Gainesville, Florida

Decoration Day

By Betsy Sanders


There was a small white wooden church with a green roof and a steeple, surrounded by a very old, pre-Civil war cemetery on one side and a newer, still-open-for-business cemetery on the other. There was a huge live oak on one side and underneath, in the deep shade, was a yards-long, concrete, waist-high table filled with fried chicken, fried okra, black-eyed peas, potato salad, fresh cut corn, tomato slices, yeast rolls, cornbread, assorted casseroles, sweet pickles, watermelon, pound cake, banana pudding, chocolate sheet cake — all of it home-grown and -made.

I’m certain the real table was not nearly as long as I remember, but this vision mingles with the Biblical loaves and fishes story in my mind, and I’m left with a beautiful memory of being loved and fed and of belonging. Dinner on the grounds is not a phrase I hear these days; just reading the phrase takes me back to those times with my grandmother at her church on dinner-on-the-grounds Decoration Day Sunday.
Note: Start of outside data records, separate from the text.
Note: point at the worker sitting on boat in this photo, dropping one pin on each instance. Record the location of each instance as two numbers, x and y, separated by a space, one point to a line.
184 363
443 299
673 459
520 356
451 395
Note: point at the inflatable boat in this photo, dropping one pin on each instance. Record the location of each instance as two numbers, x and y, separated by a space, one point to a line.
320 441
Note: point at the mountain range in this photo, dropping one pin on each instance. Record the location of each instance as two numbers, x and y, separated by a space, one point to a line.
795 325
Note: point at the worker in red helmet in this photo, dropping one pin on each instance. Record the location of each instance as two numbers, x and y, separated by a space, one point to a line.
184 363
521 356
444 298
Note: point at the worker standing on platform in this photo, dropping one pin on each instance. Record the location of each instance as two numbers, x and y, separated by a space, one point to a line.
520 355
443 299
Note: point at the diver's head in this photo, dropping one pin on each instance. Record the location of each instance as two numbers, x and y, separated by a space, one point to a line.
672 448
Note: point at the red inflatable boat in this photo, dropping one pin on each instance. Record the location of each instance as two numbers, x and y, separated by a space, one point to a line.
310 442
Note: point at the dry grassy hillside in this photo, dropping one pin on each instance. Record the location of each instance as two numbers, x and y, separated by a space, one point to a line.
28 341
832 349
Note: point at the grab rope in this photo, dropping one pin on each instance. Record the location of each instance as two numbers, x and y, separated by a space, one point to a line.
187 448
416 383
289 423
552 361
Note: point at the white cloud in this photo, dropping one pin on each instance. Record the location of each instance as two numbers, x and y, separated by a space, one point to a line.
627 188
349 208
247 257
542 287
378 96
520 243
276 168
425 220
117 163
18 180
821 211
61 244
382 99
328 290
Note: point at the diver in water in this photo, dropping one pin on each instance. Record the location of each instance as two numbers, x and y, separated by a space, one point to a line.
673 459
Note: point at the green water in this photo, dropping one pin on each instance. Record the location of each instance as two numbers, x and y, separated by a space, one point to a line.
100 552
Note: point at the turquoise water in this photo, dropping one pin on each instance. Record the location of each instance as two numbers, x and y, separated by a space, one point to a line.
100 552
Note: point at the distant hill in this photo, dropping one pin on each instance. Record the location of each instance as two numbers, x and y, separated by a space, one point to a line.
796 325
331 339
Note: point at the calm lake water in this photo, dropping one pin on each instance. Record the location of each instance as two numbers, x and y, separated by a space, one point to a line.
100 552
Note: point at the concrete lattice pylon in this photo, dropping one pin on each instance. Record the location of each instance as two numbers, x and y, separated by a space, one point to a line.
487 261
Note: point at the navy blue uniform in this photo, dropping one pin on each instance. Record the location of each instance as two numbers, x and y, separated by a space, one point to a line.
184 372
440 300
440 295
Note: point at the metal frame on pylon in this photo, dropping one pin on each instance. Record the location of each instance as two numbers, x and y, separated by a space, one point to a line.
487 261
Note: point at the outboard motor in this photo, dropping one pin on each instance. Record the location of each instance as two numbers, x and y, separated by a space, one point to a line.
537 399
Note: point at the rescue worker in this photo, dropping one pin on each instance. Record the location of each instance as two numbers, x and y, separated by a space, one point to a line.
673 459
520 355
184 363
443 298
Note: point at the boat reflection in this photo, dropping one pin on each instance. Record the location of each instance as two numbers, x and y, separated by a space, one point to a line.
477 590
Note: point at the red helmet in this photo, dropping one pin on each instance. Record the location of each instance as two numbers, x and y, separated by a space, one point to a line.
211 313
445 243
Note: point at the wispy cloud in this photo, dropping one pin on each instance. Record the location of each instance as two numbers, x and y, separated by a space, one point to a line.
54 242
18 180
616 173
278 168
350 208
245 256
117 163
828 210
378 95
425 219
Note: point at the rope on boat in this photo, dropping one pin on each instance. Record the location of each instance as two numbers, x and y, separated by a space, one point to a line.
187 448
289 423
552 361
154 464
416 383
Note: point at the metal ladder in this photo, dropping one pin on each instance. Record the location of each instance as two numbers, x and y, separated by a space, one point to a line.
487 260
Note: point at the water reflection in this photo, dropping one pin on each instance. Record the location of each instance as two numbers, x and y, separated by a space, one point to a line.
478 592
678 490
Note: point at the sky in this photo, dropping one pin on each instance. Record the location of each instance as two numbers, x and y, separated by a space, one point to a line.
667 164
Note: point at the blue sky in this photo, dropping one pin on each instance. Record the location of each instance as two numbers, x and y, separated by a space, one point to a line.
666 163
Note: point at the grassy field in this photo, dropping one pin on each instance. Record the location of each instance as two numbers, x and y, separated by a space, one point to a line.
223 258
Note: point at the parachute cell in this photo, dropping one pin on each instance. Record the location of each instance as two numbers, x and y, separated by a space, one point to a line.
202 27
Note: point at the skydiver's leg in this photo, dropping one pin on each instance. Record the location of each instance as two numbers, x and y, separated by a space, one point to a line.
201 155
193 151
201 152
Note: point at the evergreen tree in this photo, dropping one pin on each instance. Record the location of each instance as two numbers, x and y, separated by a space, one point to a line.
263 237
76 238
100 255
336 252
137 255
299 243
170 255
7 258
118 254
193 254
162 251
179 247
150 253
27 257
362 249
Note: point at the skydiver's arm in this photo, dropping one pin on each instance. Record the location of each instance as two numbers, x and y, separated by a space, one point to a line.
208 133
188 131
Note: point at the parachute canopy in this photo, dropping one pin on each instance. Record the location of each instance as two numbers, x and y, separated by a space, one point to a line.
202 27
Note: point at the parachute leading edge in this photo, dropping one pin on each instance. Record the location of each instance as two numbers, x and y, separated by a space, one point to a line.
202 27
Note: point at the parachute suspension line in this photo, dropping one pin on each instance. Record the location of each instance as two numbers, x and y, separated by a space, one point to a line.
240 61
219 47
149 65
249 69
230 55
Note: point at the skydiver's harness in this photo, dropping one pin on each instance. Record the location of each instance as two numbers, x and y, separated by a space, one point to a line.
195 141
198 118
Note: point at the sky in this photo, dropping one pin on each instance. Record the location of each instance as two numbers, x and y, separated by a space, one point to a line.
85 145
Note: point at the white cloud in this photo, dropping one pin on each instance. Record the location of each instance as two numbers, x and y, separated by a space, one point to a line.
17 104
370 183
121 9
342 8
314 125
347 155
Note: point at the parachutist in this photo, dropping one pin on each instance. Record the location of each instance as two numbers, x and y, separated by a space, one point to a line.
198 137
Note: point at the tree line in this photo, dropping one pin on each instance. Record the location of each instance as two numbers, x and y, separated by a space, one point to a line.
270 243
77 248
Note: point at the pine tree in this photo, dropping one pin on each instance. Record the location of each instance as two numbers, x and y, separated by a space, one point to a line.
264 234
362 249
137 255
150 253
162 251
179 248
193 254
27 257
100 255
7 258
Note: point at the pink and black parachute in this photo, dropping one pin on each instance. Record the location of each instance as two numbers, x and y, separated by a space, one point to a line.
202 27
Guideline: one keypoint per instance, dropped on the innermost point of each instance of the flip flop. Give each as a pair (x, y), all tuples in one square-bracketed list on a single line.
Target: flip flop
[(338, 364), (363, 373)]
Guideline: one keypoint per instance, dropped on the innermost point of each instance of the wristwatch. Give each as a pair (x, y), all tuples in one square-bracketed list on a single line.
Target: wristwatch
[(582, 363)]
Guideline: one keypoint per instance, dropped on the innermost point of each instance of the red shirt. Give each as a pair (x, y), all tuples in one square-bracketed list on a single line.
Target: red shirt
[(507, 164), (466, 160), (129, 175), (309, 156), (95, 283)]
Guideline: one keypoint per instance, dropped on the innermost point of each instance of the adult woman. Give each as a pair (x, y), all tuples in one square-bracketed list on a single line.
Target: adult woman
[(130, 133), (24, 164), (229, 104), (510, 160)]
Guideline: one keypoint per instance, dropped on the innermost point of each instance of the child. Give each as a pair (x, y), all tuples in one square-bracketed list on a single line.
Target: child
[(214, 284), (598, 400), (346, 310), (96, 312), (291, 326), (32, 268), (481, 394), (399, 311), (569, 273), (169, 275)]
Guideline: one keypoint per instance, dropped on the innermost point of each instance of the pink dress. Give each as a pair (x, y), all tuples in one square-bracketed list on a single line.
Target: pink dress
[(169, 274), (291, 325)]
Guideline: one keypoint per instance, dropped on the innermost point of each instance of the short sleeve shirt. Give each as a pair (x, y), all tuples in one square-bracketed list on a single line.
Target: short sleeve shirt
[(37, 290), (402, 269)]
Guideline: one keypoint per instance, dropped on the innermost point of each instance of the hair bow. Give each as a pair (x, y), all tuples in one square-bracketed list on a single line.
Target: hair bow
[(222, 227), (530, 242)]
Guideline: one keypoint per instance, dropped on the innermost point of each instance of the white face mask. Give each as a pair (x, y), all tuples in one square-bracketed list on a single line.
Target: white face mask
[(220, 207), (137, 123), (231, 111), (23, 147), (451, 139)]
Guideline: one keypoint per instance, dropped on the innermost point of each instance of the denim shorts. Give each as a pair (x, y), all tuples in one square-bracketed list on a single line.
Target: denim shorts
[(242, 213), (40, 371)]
The more I think, the more complicated it gets. I want to go back for one more serving of blackberry cobbler; I feel a deep longing for those days of innocence, of being surrounded by adoring relatives, neighbors, friends, of pats on the head, pinches to the cheek and compliments for my patent leather shoes and frilly dress.  A wave of sadness comes over me, but I smile despite it. I recognize this feeling — love and pride mixed with the disappointment that comes with knowing too much and thinking too long, the difference between how things are and how I want them to be. The back story is the one that interests me now.

While I was busy having my idyllic Southern childhood, I didn’t know my grandmother hid her Cherokee ancestry for fear of not belonging. I suspect she learned this unconsciously by growing up in the foothills of the Appalachians in north Alabama, where a few generations back from hers, not assimilating would get you sent, on foot, to Oklahoma.

While I was eating hot buttered homemade biscuits with Golden Eagle syrup before heading to church, I was unaware that years ago my grandfather was shunned by many in my hometown because his father left Alabama to join the Union Army and fight for the Yanks in the Civil War. To this day there are families with the same last name that don’t claim kin even though only the eldest family members remember the story of why.

I grew up in north Alabama in the 1960s. I look back now, and I have no idea how I managed to be completely unaware of the Civil Rights Movement happening all around me. I can only offer the very rural setting, the lack of television, and parents who didn’t discuss news or politics as an explanation.  I remember only talk of crops, rain, and Alabama football.

Dinner on the grounds was a special occasion that followed the work of cleaning up the graveyard and placing fresh flowers beside the headstones; it provided a time to remember and celebrate the lives of the dear departed. Thinking of it now reminds me how grateful I am for every branch in my twisted family tree and for my deeply Southern roots. But I know I could not go back to that little church and not question the theology; as an adult I would not perceive it as loving or nourishing. I don’t know how to reconcile the mix of emotions. I just know that no matter how far removed I am from that time and place, I’m still Southern and still trying to figure it out.